In the world of sleeve design some covers have become instantly recognisable. It is rare for a whole series to achieve this but the BBC Sound Effects albums from the early seventies have such a strong visual identity that just a glimpse of the gridded covers lets you know what you are looking at. Indeed the sleeves have such status that they are now often collected by people who haven’t the slightest interest in the records inside, and the design has been awarded perhaps the ultimate accolade of being ‘borrowed’ more recently.
The Sound Effects records were always going to be for a niche market, collecting together a selection of dozens of short recorded sound effects (from the BBC’s own library of “approximately 6,000 recorded sounds”) for use by the public on amateur plays or home movies. The BBC’s record label had been set up to release tie-in albums for television and radio programmes, mostly educational and schools broadcasts. The BBC had issued sound effects records going back to at least 1967 but these had been in generic cut-out covers aimed at the professional market (and may only have been available via mail-order). The first Sound Effects album to be marketed more widely and via high street stores as well (titled No. 1, so they clearly planned a series) was issued in late 1969. It originally had an orange and green label, switching to a blue and white design. On the back was a list of effects and a detailed note on ways to incorporate them into your home movie or play.
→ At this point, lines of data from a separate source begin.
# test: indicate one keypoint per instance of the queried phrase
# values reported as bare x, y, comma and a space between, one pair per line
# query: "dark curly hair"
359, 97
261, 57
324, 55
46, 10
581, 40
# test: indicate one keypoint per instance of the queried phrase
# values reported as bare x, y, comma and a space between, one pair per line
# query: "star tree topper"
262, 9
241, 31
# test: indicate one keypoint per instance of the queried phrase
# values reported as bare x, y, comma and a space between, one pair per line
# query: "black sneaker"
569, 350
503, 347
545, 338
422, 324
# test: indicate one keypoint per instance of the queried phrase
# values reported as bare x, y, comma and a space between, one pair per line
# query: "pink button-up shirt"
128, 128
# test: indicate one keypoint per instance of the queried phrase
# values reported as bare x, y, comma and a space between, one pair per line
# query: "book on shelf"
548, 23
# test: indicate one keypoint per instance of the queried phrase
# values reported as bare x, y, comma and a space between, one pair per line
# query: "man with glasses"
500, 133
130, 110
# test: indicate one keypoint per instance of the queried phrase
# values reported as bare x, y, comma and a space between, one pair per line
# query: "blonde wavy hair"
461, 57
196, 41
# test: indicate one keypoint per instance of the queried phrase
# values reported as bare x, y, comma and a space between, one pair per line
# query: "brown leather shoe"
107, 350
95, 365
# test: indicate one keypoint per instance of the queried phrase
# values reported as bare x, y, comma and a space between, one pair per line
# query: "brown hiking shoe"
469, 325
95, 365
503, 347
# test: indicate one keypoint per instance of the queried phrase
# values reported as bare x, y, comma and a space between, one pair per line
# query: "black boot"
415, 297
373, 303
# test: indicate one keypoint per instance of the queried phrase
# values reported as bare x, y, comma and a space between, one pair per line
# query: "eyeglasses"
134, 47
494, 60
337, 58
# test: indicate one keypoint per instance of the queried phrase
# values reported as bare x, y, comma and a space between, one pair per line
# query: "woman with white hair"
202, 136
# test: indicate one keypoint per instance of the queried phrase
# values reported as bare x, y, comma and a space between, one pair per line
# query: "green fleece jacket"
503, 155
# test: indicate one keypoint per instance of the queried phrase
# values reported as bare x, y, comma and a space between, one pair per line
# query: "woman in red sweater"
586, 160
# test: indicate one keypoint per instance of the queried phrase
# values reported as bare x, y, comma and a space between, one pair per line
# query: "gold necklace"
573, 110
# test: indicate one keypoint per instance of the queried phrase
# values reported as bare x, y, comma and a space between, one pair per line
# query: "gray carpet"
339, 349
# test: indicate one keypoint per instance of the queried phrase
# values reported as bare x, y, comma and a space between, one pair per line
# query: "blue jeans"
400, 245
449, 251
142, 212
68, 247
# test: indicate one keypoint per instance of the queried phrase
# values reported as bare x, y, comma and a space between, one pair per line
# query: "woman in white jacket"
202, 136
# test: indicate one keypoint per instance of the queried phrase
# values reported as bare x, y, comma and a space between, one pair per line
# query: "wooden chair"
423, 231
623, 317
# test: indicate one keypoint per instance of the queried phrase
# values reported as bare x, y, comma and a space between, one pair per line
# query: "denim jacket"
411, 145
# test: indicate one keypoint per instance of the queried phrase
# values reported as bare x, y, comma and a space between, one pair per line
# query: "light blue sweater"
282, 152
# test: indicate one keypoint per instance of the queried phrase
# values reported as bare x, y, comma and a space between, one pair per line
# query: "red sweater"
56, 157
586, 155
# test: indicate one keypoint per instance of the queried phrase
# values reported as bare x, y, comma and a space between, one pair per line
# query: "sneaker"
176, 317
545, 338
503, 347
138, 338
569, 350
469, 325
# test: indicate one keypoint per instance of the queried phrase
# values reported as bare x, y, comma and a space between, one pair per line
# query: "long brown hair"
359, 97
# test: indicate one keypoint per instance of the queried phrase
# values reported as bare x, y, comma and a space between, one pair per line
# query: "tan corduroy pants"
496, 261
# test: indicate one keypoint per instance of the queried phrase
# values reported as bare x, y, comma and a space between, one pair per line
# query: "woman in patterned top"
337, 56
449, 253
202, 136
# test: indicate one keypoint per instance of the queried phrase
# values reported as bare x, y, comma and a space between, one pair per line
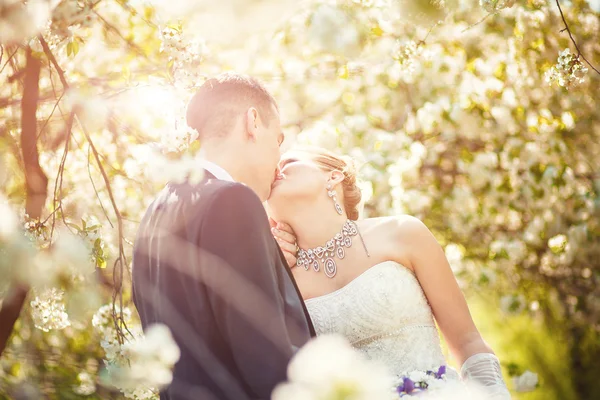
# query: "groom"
205, 263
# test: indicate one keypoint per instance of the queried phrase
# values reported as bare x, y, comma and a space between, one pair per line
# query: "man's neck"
224, 160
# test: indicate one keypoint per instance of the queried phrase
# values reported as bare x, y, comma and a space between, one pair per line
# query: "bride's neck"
316, 226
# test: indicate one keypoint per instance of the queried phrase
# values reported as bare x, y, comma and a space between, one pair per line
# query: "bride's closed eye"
286, 162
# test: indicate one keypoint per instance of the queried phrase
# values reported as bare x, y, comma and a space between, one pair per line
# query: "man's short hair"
215, 106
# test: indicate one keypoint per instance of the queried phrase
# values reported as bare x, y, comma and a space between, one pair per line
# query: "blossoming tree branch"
478, 117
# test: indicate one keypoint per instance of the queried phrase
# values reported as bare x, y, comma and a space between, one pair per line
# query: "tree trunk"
36, 183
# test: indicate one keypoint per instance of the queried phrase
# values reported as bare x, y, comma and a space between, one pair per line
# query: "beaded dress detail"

The album cover design was by Roy Curtis-Bramwell, and used a 5 by 5 grid of square images culled from… well we’re not sure where. Most are very contrasty photographs, perhaps from the BBC’s own photo library (which they had at the time), with a handful of illustrations amongst them. One of these (of a Ford Anglia Police car) is signed by Barry Wilkinson and is very well drawn (Barry illustrated a number of the Paddington Bear books amongst others), the others are by a different hand, and less proficient .
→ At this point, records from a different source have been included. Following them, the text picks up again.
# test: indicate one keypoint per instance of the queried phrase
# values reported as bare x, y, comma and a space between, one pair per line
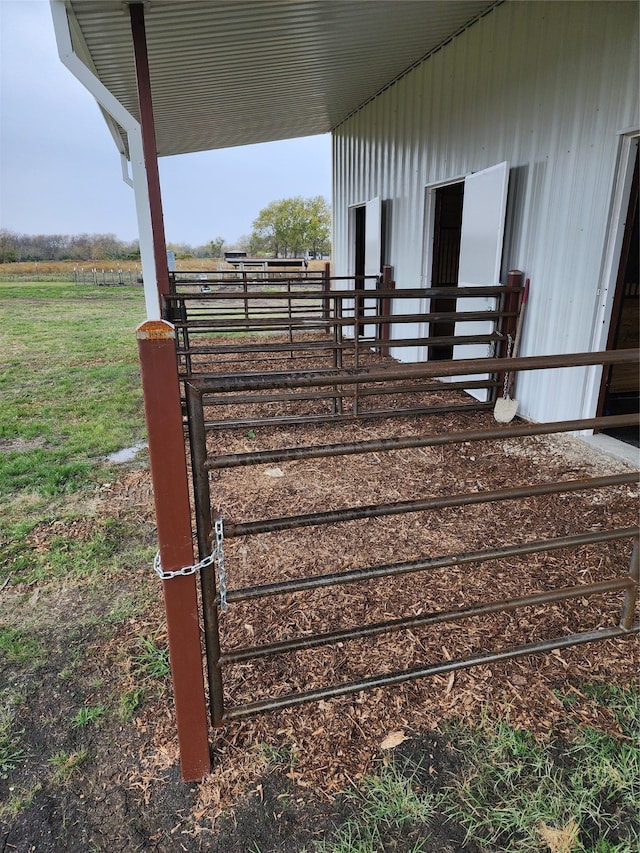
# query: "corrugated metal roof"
233, 72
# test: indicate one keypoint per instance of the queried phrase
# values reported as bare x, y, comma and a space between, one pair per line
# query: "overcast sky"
60, 169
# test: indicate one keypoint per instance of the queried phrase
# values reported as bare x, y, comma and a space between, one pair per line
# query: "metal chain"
185, 570
505, 389
216, 556
218, 551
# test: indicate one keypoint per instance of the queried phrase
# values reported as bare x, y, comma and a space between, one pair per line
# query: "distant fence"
80, 275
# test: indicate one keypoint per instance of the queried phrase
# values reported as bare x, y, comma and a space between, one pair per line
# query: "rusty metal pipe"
463, 367
271, 525
429, 563
380, 445
345, 417
386, 680
313, 641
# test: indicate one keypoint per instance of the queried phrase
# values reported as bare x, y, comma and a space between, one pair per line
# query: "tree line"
292, 227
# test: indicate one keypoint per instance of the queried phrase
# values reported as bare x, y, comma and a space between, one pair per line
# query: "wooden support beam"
163, 411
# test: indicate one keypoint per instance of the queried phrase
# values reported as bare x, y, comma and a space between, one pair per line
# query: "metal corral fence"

The images on the top half are on an orange background, the bottom on blue, while the middle strip introduces a third colour to highlight the ornate Victorian uppercase font of the album title. Roy makes one exception for the comic book motif ‘BANG’, which adds the top colour to strengthen the neat little graphic. The four colour design was quickly reduced to three colours on No. 2, and by No.5 to two colours. Despite the BBC’s parsimony, the covers still looked good, and with all the colour variations make an attractive set. Roy was presumably paid for the original design but by No.5 his name had been dropped from the credits. No. 9 in 1973 saw the cover design altered, with a cleaner more modern font for the title, the letters inlaid with a radiating screen, and more emphasis on the BBC logo. To make room three of the photographs were taken off. It’s all a bit unbalanced compared to the original. The series seems to have halted in 1973, I have only seen nine using the original design. The albums were revamped in 1976 with new abstract sleeve photographs in full colour, which are not credited, though the original back text and copyright dates were retained (the new cover for No. 2 is shown below to compare with the original above). In this format there were at least 26 albums, which were often themed, as well as spin-offs. Today the original sleeves are much collected and turn up quite regularly with specialist dealers.
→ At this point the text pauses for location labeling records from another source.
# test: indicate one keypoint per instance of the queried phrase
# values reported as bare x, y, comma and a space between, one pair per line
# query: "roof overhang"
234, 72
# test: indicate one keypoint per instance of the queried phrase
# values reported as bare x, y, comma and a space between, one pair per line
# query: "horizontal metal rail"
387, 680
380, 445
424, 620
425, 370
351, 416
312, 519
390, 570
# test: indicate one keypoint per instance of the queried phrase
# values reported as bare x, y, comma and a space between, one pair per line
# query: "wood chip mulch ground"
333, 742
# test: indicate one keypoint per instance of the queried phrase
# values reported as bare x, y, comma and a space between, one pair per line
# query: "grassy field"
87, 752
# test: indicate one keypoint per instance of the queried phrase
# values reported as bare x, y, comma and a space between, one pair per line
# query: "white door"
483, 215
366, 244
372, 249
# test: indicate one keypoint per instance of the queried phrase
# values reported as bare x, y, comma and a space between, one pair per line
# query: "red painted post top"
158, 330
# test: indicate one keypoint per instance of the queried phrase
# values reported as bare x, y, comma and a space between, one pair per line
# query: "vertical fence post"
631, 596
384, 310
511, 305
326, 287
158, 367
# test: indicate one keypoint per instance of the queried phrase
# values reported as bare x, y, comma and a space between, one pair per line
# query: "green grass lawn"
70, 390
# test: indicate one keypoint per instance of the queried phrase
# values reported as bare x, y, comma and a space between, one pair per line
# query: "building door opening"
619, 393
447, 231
Roy also designed other sleeves for the label (including some great covers for a BBC Schools broadcast called Movement, Mime and Music – which one wag on his blog marvels that he’s amazed Stereolab haven’t yet stolen the idea yet!). The web throws up little more on Roy beyond an interest in the occult, but whether he did any sleeve designs outside the BBC we don’t know. He may have had an association with the BBC Radiophonic Workshop, as he co-wrote a book on the history of the department in 1983. He also wrote monographs for the Inter-City Research Press in the late 60s and early 70s (including an anti-BBC one called Blatant Bias Corporation). This fringe publisher looks to have had some very extremist people behind them at one time (I found links to Roy’s book on a couple of National Front archives for example), so haven’t delved any further.
It was in 1980 that Mod revivalists The Jam used the original BBC sleeve design as inspiration for their fifth album Sound Affects. This was a clever pastiche, with images carefully chosen to match those of the original, with many just being variations thereof, and even a vintage typeface (Profil) for the title. The concept came from the band, and was put together by Bill Smith at Polydor. He was art director for the label from 1976 to 1978 before setting up his own agency, and did all the Jam covers.